The news of "Poor Paul Jilted" flashed across the nation. "There will be no more gibberish about Minnipaul or Paulopolis," asserted one Ohio newspaper.
The Legislature's decision in 1893 to keep the State Capitol in downtown St. Paul put an end to the Midway land rush, and Archbishop Ireland decided to build his cathedral on Summit Avenue instead.
Continued calls for a coupling
Still, the flame of merger continued to flicker. The Minneapolis Tribune polled newspaper editors across the country in 1895 about a potential merger, and many said it should happen.
"In my recent visit to your city, I rode between the two cities on the electric line and noted the wonderful filling up with buildings of what a few years ago was farm lands," wrote the editor of the Chicago Times-Herald. "Every new improvement brings you closer together."

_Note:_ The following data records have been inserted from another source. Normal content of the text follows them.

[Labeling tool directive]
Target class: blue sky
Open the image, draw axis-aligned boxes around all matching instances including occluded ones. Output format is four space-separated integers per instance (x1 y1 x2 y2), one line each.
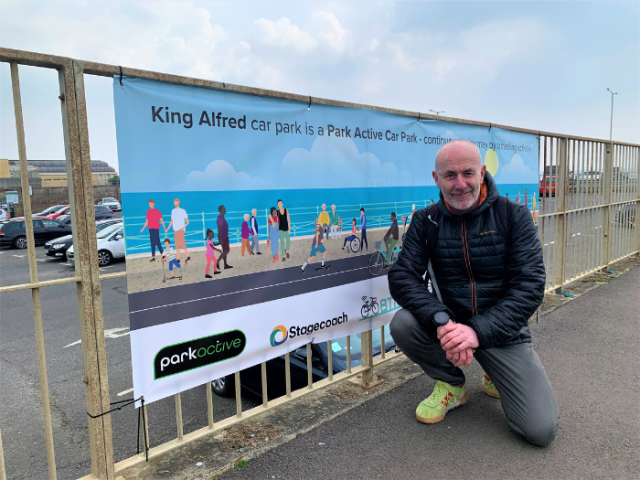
0 1 640 172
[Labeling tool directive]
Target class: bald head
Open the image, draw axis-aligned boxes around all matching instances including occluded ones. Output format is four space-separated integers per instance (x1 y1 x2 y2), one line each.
436 140 482 171
432 140 486 213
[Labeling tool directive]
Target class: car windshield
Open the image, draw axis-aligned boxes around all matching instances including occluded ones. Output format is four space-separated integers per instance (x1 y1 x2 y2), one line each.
98 223 122 239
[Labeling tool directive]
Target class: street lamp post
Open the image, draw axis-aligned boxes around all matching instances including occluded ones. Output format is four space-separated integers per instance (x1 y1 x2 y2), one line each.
607 88 618 141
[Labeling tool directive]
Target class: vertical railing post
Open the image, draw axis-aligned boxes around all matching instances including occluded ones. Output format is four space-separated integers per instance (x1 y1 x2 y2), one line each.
58 59 114 480
553 138 569 293
360 330 373 386
600 142 613 272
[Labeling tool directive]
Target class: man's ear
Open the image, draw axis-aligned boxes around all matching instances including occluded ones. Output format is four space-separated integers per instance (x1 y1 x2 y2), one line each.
431 170 440 188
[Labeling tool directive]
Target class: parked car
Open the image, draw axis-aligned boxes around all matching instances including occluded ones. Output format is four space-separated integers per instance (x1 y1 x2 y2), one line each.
67 223 125 267
44 218 122 258
98 197 122 212
44 205 71 220
93 205 113 220
34 205 66 217
540 177 556 197
0 218 71 248
211 325 396 400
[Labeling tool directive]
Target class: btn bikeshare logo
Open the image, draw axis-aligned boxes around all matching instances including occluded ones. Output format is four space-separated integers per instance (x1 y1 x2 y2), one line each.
271 312 349 347
153 330 247 380
271 325 289 347
360 295 400 321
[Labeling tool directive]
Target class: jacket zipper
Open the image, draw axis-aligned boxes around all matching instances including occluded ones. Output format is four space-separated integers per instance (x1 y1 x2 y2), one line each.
460 219 478 316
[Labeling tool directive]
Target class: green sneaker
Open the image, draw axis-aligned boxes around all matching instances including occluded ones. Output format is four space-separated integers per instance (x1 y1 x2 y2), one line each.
416 381 469 423
482 373 500 398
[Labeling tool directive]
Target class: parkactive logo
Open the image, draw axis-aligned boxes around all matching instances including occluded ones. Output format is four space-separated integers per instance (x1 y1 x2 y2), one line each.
271 325 289 347
153 330 247 380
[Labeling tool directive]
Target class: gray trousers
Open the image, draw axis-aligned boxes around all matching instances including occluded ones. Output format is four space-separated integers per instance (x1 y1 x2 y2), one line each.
390 309 560 447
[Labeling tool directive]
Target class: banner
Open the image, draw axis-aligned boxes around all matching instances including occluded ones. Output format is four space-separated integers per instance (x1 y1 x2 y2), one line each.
114 76 538 403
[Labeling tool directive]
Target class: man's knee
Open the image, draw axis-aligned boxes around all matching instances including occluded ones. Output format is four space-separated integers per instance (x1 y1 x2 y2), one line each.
522 418 560 447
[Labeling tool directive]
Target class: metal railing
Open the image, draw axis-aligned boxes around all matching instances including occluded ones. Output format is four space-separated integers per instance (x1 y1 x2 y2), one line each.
0 48 640 480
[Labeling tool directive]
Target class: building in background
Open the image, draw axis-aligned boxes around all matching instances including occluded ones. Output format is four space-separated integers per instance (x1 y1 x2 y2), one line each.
0 158 118 190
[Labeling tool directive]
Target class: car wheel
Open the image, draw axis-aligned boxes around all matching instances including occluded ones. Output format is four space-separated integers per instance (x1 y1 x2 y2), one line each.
98 250 113 267
13 235 27 250
211 375 236 397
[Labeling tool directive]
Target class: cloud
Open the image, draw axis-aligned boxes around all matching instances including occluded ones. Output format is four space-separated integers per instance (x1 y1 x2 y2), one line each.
276 137 415 188
253 17 318 53
496 153 537 183
176 160 275 191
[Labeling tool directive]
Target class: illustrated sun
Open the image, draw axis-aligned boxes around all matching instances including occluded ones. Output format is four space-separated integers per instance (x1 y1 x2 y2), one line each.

Not everyone was convinced. "Except for the bitterness displayed in it at times, the rivalry between [the cities] is healthy," wrote the manager of the Tacoma Ledger.
The president of the Chicago Great Western Railroad, A.B. Stickney, urged the cities to unite in a speech to the St. Paul Builders Exchange in 1906. They would together make "a world commercial power," he said, pointing to New York and London as examples of cities that had grown in status through consolidation.
"Do the people of St. Paul and Minneapolis understand," Stickney said, "what it would mean ... to be recognized as the sixth [most populous] city in America?"
A bill passed the House in 1909 creating a legislative committee to draw up a merger plan, though newspaper reports suggest that many of those who supported it didn't take it seriously. In 1943, St. Paul legislator John Drexler introduced a bill to merge the two cities into "Twin City," once local government officials and voters agreed. It went nowhere.
Nathanson, who grew up in Minneapolis and has worked in government on the local and federal levels, said he wasn't sure that combining Minneapolis and St. Paul into one big city would have meant all that much in the end.
"We'd still be in flyover country," he said. "We'd still have 30-below winters. I think frankly it's much more interesting to have the two cities that are very different. And we long-timers need to educate the newcomers that they ... should get to appreciate those differences."